O sistema público de saúde angolano prepara-se para iniciar a realização dos primeiros transplantes de órgãos, tecidos e medula, uma medida que representa um avanço na capacidade de resposta dos hospitais públicos e no tratamento de doentes que necessitam deste tipo de intervenção especializada.
O anúncio foi feito pela ministra da Saúde, Sílvia Lutucuta, no final da reunião do Conselho de Ministros, que apreciou o projecto de Decreto Presidencial que cria o Serviço de Coordenação e Supervisão da Transplantação (SECOSTRA).

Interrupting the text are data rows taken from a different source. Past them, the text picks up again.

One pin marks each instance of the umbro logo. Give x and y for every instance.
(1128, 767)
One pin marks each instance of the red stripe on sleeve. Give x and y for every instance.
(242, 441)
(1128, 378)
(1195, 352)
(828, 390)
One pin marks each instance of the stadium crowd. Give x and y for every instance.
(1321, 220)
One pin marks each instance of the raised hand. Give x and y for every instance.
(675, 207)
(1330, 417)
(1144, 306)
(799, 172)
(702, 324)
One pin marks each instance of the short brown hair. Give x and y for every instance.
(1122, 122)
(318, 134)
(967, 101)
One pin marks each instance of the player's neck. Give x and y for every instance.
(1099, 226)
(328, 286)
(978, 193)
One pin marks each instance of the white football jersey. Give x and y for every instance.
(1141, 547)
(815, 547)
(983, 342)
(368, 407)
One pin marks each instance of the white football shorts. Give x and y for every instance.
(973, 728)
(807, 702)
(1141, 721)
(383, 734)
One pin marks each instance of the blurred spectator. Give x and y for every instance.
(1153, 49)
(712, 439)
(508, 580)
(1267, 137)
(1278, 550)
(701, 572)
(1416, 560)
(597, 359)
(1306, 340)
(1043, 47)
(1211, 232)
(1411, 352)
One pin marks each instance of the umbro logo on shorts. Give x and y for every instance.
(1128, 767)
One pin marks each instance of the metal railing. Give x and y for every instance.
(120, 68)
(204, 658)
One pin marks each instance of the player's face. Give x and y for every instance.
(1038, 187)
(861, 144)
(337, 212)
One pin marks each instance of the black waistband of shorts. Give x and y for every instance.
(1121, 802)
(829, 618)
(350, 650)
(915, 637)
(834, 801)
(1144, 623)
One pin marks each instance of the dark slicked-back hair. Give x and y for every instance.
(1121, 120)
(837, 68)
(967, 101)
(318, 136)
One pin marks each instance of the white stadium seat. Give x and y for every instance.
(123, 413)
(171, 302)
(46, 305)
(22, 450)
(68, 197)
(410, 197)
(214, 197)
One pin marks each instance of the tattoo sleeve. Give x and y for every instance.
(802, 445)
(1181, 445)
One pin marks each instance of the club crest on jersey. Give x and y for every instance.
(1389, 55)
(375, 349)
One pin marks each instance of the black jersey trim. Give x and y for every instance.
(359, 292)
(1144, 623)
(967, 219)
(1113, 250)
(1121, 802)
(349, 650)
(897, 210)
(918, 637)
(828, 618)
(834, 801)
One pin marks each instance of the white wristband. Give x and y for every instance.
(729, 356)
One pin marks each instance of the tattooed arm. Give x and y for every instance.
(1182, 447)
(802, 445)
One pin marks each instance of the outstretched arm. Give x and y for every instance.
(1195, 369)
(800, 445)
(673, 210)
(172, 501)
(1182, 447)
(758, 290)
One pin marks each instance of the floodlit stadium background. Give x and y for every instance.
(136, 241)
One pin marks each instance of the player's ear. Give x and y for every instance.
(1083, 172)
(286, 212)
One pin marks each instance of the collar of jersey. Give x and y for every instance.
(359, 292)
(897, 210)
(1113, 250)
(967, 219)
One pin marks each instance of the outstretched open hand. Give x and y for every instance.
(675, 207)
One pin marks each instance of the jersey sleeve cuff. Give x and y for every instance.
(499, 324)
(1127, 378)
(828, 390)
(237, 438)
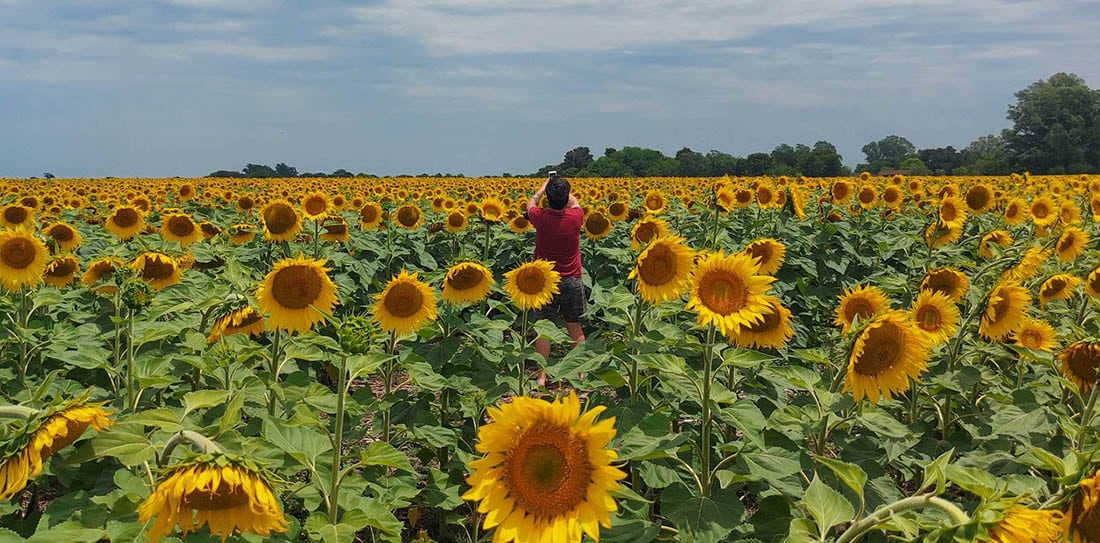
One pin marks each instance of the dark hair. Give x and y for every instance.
(557, 192)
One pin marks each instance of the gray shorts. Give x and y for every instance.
(569, 303)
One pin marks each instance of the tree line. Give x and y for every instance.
(1055, 130)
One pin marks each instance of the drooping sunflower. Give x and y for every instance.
(1004, 311)
(772, 332)
(281, 221)
(125, 222)
(297, 294)
(769, 252)
(1079, 362)
(408, 217)
(405, 305)
(180, 228)
(1057, 287)
(859, 301)
(663, 269)
(22, 259)
(468, 283)
(532, 285)
(547, 473)
(62, 270)
(646, 231)
(66, 236)
(245, 320)
(728, 292)
(158, 269)
(888, 353)
(43, 436)
(596, 224)
(227, 495)
(1036, 334)
(316, 206)
(1074, 242)
(949, 281)
(1022, 524)
(935, 314)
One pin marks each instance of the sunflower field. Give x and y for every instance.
(353, 359)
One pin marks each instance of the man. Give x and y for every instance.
(558, 240)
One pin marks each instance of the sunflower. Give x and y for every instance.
(100, 270)
(125, 222)
(405, 305)
(22, 259)
(245, 320)
(1004, 311)
(227, 495)
(17, 217)
(455, 221)
(728, 292)
(62, 270)
(1036, 334)
(769, 252)
(547, 474)
(861, 302)
(158, 269)
(596, 224)
(1021, 524)
(179, 228)
(281, 221)
(889, 352)
(772, 332)
(935, 314)
(1074, 242)
(468, 281)
(646, 231)
(42, 438)
(315, 206)
(1001, 237)
(663, 269)
(66, 236)
(408, 217)
(1057, 287)
(297, 294)
(1043, 211)
(949, 281)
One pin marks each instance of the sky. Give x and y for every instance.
(482, 87)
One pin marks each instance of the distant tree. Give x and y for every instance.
(283, 170)
(1056, 126)
(257, 170)
(690, 163)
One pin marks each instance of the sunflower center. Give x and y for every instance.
(881, 350)
(465, 278)
(180, 226)
(530, 280)
(279, 218)
(548, 472)
(296, 287)
(659, 266)
(125, 218)
(14, 214)
(404, 300)
(724, 294)
(18, 253)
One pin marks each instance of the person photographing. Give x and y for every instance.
(558, 240)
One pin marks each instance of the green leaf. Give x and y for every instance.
(827, 507)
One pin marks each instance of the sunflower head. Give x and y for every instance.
(546, 473)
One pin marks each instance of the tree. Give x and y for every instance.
(888, 153)
(283, 170)
(1056, 126)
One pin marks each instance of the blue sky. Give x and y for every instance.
(482, 87)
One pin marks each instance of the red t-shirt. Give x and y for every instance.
(558, 237)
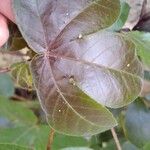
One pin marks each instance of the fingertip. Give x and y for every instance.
(4, 31)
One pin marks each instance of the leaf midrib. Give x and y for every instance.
(58, 89)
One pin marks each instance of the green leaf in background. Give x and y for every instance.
(142, 43)
(6, 85)
(129, 146)
(77, 148)
(15, 113)
(9, 58)
(16, 41)
(62, 141)
(137, 123)
(124, 13)
(146, 146)
(51, 24)
(18, 125)
(76, 62)
(13, 147)
(20, 72)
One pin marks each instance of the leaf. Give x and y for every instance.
(21, 75)
(124, 13)
(62, 141)
(137, 123)
(20, 127)
(9, 58)
(129, 146)
(144, 23)
(142, 43)
(16, 41)
(15, 114)
(12, 147)
(71, 81)
(6, 85)
(37, 136)
(53, 20)
(75, 148)
(146, 146)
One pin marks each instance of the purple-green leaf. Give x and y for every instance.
(79, 69)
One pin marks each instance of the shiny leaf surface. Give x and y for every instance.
(79, 68)
(21, 75)
(137, 123)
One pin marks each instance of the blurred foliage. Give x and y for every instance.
(22, 123)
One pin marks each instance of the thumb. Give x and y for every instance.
(6, 9)
(4, 32)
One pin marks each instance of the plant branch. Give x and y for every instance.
(145, 88)
(114, 134)
(4, 70)
(51, 139)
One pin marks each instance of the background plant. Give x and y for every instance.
(80, 60)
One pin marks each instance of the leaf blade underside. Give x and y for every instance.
(79, 69)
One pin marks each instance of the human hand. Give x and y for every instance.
(5, 14)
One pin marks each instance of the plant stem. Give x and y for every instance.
(116, 139)
(51, 139)
(4, 70)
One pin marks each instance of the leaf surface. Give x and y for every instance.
(21, 74)
(137, 123)
(142, 43)
(79, 68)
(6, 85)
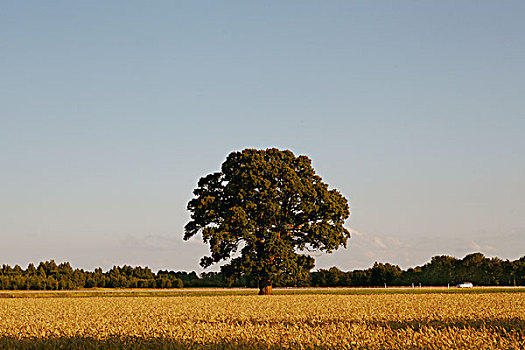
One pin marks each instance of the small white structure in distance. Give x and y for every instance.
(465, 285)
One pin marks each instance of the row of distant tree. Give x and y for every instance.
(441, 270)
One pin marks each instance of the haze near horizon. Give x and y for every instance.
(111, 112)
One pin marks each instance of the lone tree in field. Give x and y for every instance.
(261, 211)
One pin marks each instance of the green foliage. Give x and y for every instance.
(50, 276)
(262, 211)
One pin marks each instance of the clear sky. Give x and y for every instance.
(110, 112)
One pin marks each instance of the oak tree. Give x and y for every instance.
(262, 214)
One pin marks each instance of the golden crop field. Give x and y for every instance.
(398, 321)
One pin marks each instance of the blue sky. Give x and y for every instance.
(111, 111)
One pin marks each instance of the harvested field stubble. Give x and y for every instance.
(431, 321)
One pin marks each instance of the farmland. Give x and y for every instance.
(360, 321)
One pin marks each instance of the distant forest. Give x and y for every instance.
(440, 271)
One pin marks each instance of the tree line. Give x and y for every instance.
(440, 271)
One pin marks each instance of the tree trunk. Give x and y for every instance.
(265, 288)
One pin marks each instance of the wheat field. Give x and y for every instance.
(399, 321)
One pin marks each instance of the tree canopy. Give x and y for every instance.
(262, 212)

A nova estrutura será responsável por organizar e supervisionar toda a atividade de transplantação em Angola.
Segundo a ministra, numa fase inicial, apenas os hospitais públicos estarão autorizados a realizar transplantes, enquanto são criadas as condições técnicas, legais e organizacionais para o funcionamento do sistema.
O SECOSTRA ficará encarregado de gerir o registo nacional de dadores, candidatos e recetores, autorizar e acompanhar as unidades hospitalares e equipas médicas habilitadas, monitorizar os resultados clínicos e garantir o cumprimento das normas éticas.
Sílvia Lutucuta explicou que o Executivo vai aprovar um regulamento que estabelecerá as regras para a doação e transplante de órgãos, definindo quem pode ser dador, quem pode receber um transplante e quais as instituições autorizadas a realizar estes procedimentos.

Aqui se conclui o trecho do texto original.